The FTSE was up 0.4% by mid-afternoon in London. The index was initially boosted by Royal Dutch Shell (RDSB.L) before surging mining stocks took over the lead.
The oil major rose over 2% in early trade after announcing plans to hike payouts to shareholders later this month. Shell said it would increase distributions to between 20% and 30% of cashflow from its operations thanks to a rebound in its core business and an improving outlook. The stock pulled back to trade up just 0.9% by mid-afternoon.
Rival BP (BP.L) initially rallied on the back of Shell's announcement but lost momentum as the session wore on. Both stocks were hit by volatility in oil prices. Brent futures (BZ=F) were up 1.5% in early trade but had dropped back to a gain of just 0.5% by mid-afternoon. Brent contracts were changing hands at $74.96 a barrel.
Mining and resources stocks were in demand in London. Anglo American (AAL.L) led the FTSE leaderboard with a gain of over 3%. BHP (BHP.L) rose 2.8%, Rio Tinto (RIO.L) was 2.2% higher, and steel business Evraz (EVR.L) rose 2%.

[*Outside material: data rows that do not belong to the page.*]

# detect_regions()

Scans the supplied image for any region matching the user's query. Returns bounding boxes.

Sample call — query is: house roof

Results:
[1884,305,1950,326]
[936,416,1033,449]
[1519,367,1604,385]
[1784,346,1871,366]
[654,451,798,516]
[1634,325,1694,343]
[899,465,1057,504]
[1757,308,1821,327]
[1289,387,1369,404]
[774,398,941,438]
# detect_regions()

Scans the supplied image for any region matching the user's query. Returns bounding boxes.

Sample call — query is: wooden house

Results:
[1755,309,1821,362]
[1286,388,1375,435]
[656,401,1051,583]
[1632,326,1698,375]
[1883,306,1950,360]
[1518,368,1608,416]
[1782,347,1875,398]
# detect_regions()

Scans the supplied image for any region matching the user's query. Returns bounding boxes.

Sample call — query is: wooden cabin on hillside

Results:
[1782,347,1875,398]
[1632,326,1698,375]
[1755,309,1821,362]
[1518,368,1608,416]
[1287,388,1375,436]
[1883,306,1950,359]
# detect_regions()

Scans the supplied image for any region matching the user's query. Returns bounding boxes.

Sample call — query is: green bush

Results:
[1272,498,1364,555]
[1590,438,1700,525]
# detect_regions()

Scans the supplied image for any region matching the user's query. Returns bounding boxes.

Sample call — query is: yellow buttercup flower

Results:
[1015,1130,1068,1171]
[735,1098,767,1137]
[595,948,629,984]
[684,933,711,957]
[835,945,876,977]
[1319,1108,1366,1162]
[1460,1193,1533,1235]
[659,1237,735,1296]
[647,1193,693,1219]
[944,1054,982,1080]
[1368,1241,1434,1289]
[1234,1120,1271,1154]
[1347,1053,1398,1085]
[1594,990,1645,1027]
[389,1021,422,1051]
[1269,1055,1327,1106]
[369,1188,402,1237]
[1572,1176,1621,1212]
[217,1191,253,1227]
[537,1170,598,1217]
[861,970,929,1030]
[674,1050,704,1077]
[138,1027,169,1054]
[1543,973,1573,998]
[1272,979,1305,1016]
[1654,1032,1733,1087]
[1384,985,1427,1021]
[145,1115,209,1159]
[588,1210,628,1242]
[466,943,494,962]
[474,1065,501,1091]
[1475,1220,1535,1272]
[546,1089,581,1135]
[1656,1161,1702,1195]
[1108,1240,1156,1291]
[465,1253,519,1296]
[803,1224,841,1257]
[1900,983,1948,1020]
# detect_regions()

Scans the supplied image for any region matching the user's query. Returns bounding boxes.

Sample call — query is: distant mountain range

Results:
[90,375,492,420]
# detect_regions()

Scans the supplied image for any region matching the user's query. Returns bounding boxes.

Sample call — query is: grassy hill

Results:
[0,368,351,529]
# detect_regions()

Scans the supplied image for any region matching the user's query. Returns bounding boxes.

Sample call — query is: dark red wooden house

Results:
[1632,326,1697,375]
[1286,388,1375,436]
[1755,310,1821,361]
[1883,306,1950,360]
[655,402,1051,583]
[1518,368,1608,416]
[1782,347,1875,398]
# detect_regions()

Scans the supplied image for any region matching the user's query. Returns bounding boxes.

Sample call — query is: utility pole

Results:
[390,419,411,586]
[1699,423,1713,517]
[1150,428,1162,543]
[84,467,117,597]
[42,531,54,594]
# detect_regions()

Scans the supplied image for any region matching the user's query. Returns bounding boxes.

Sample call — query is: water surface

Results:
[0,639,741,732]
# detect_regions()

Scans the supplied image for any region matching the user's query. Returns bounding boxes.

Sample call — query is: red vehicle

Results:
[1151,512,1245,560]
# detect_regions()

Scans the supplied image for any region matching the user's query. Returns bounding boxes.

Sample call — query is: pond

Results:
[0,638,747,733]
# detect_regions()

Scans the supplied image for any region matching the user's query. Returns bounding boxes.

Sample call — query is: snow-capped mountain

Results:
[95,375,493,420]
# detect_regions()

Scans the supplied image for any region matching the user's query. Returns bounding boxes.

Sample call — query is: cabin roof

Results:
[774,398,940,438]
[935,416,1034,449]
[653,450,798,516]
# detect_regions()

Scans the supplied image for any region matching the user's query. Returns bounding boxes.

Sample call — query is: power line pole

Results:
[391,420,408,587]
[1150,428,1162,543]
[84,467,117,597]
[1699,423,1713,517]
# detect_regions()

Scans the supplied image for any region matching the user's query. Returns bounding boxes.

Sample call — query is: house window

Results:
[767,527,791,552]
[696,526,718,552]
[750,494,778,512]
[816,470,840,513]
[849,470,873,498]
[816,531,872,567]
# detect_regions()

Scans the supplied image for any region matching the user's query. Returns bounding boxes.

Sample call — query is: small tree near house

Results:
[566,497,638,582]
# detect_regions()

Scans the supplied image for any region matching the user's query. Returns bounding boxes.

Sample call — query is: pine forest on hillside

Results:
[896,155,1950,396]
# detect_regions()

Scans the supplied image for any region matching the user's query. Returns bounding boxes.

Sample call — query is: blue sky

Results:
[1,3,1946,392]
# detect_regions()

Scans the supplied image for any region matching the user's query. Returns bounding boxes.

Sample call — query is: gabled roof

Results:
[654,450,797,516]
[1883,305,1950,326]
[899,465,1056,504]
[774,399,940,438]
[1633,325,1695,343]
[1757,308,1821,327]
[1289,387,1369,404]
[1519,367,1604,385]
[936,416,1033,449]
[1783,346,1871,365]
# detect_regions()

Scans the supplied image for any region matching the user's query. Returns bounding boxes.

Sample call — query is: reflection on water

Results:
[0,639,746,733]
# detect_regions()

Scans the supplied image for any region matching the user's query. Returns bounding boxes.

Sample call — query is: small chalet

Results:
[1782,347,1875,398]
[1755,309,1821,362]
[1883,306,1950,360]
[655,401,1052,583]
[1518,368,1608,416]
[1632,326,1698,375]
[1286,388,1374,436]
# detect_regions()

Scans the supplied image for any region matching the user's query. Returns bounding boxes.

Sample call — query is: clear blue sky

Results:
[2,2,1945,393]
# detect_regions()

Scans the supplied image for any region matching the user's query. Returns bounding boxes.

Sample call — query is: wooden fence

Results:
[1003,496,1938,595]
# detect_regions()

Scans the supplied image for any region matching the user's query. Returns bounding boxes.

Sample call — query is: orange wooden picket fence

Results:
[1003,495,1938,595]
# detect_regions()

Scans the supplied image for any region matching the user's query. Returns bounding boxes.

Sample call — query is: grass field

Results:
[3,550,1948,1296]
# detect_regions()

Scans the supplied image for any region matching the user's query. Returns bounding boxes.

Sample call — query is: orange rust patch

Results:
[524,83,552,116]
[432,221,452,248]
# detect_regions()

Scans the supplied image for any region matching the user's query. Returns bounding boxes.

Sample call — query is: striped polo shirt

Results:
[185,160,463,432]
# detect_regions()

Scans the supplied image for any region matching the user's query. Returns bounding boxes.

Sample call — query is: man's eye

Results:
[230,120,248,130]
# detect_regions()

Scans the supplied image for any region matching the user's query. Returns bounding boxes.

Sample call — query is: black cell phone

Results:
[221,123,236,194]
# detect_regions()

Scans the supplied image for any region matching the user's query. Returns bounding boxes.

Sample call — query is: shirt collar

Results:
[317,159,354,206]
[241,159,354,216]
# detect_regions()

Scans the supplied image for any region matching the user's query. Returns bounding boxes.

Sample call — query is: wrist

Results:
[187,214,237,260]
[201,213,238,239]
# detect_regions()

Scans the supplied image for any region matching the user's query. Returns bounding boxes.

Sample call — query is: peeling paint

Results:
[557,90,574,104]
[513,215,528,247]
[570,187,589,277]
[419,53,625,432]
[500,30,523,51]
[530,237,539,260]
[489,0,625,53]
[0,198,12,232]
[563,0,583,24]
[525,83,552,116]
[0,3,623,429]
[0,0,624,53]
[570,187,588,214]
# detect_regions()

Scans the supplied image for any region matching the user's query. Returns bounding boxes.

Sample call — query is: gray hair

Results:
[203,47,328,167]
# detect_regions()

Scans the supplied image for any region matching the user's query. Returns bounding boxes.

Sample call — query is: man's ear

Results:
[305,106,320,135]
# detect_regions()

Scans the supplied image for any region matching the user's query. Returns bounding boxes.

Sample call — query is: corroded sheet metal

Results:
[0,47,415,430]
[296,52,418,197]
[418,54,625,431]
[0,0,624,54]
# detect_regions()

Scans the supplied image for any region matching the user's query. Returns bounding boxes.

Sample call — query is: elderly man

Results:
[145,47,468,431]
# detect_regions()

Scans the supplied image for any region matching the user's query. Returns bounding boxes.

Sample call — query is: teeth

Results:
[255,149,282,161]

Wise staged a successful direct listing on the London Stock Exchange (LSEG.L) in one of the biggest listings in years. The online money transfer business was valued at around £8bn in the debut, making it London's biggest ever tech listing and the biggest debut on the main market since Glencore (GLEN.L) in 2011.
Stocks were catching bids on the continent. France's CAC 40 (^FCHI) was up 0.2% and the German DAX (^GDAXI) rose 1.1%. Demand for resources helped the German index too, with Heidelberg Cement (HEI.DE) shooting up 4.6%.
Wall Street opened higher despite lingering concerns about Chinese intervention in tech. The S&P 500 (^GSPC) was up 0.2% shortly after the open, the Dow Jones Index (^DJI) was 0.1% higher, and the Nasdaq (^IXIC) had added 0.3%.
Chinese ride-hailing app Didi (DIDI) dropped another 5% after crashing 20% in its New York IPO on Tuesday. Chinese regulators opened a data probe of the company and called for its removal from the country's app store, blindsiding Didi just as it went public.
Concerns about Beijing's clampdown on tech hit sentiment in Asia overnight. The Hong Kong Hang Seng (^HSI) dropped 1%, South Korea's KOSPI (^KS11) slipped 0.6%, and Japan's Nikkei (^N225) fell 1%, not helped by a lower-than-expected reading for the country's leading economic index.